Wenige Tage vor der Papstreise nach Israel ist ein altes Streitthema wieder aufgeflammt, das schon in früheren Jahren für heftige Debatten sorgte: Die angeblich massenhaft von katholischen Familien versteckten und getauften jüdischen Holocaust-Waisen. Benedikt XVI. solle die Namen dieser Waisen freigeben, forderte zu Wochenbeginn die Organisation Yad L'Achim in Jerusalem.

Autor/in:
Johannes Schidelko
 (DR)

Während des Holocaust hätten jüdische Familien «Tausende» Kinder in die Obhut christlicher Familien gegeben, um deren Leben zu retten, betonte Rabbi Schalom Dov Lifshitz. In vielen Fällen seien diese Kinder getauft worden. Die Adoptiveltern hätten ihnen jedoch Informationen über ihre jüdische Identität vorenthalten, so die Organisation, die sich gegen christliche Mission und Missionare unter Juden einsetzt.

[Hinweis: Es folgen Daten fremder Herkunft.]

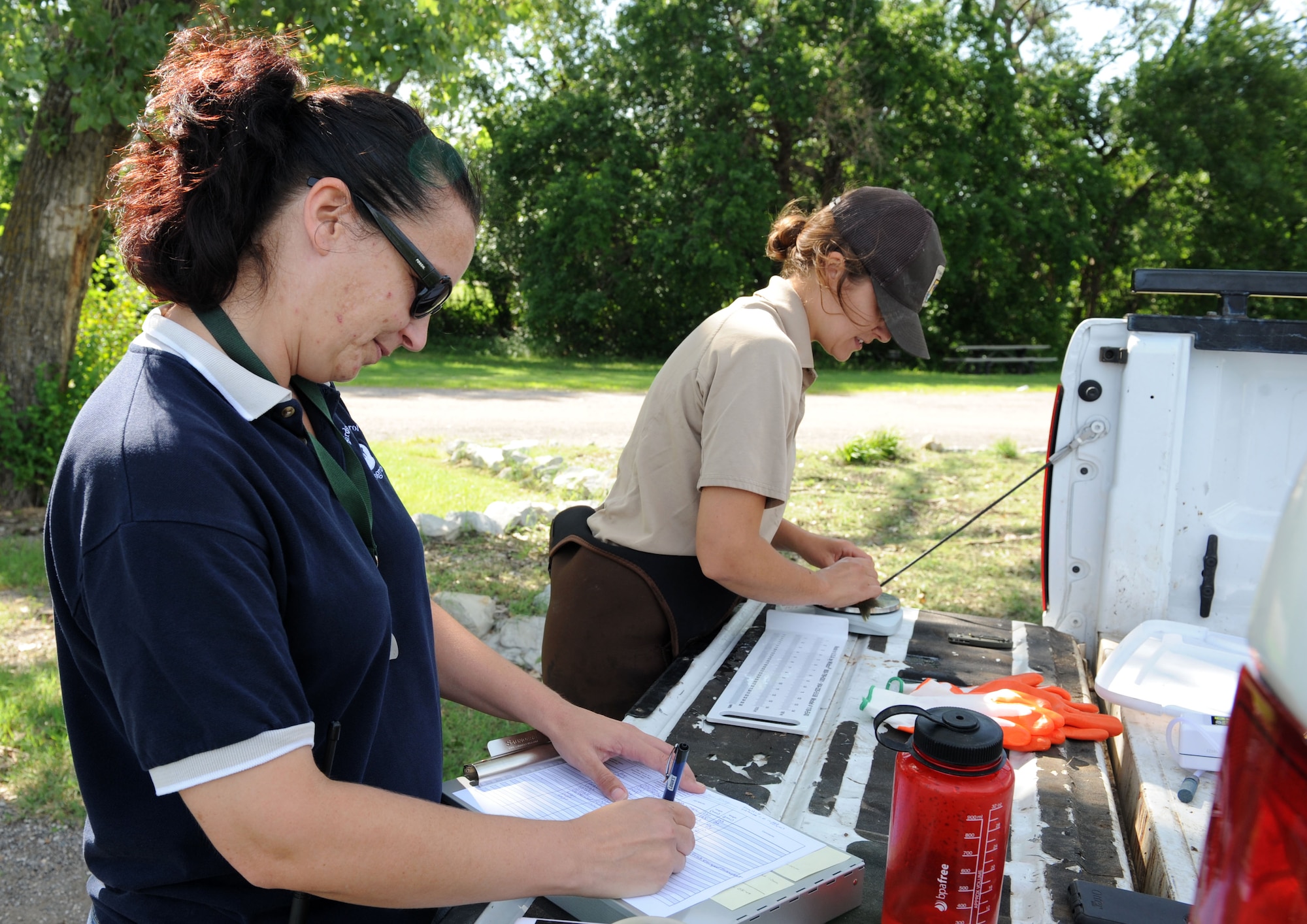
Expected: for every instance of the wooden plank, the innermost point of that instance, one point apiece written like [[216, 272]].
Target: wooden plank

Eine offizielle Reaktion des Heiligen Stuhls auf die Forderung aus Jerusalem gibt es bislang nicht. Aber Vatikan-Prälaten sind über Inhalt wie Zeitpunkt irritiert. Schon Ende 2004 hatte die Frage für Diskussionen gesorgt, als ein angebliches Vatikan-Dokument aus dem Jahr 1946 an den damaligen Nuntius Giuseppe Roncalli in Paris publik wurde. Danach soll Papst Pius XII. die Rückführung jüdischer Kinder, die in Frankreich vor den Nazis in kirchlichen Einrichtungen oder bei katholischen Familien versteckt waren, untersagt haben. Der spätere «gute» Papst Johannes XXIII. habe jedoch die römische Order teilweise unterlaufen. Freilich ermittelten Experten rasch, dass es sich bei der Enthüllung nicht um ein Original sondern um eine französische Kurzfassung handelte, die neben dem falschen Datum auch noch sinnentstellende Verkürzungen aufwies.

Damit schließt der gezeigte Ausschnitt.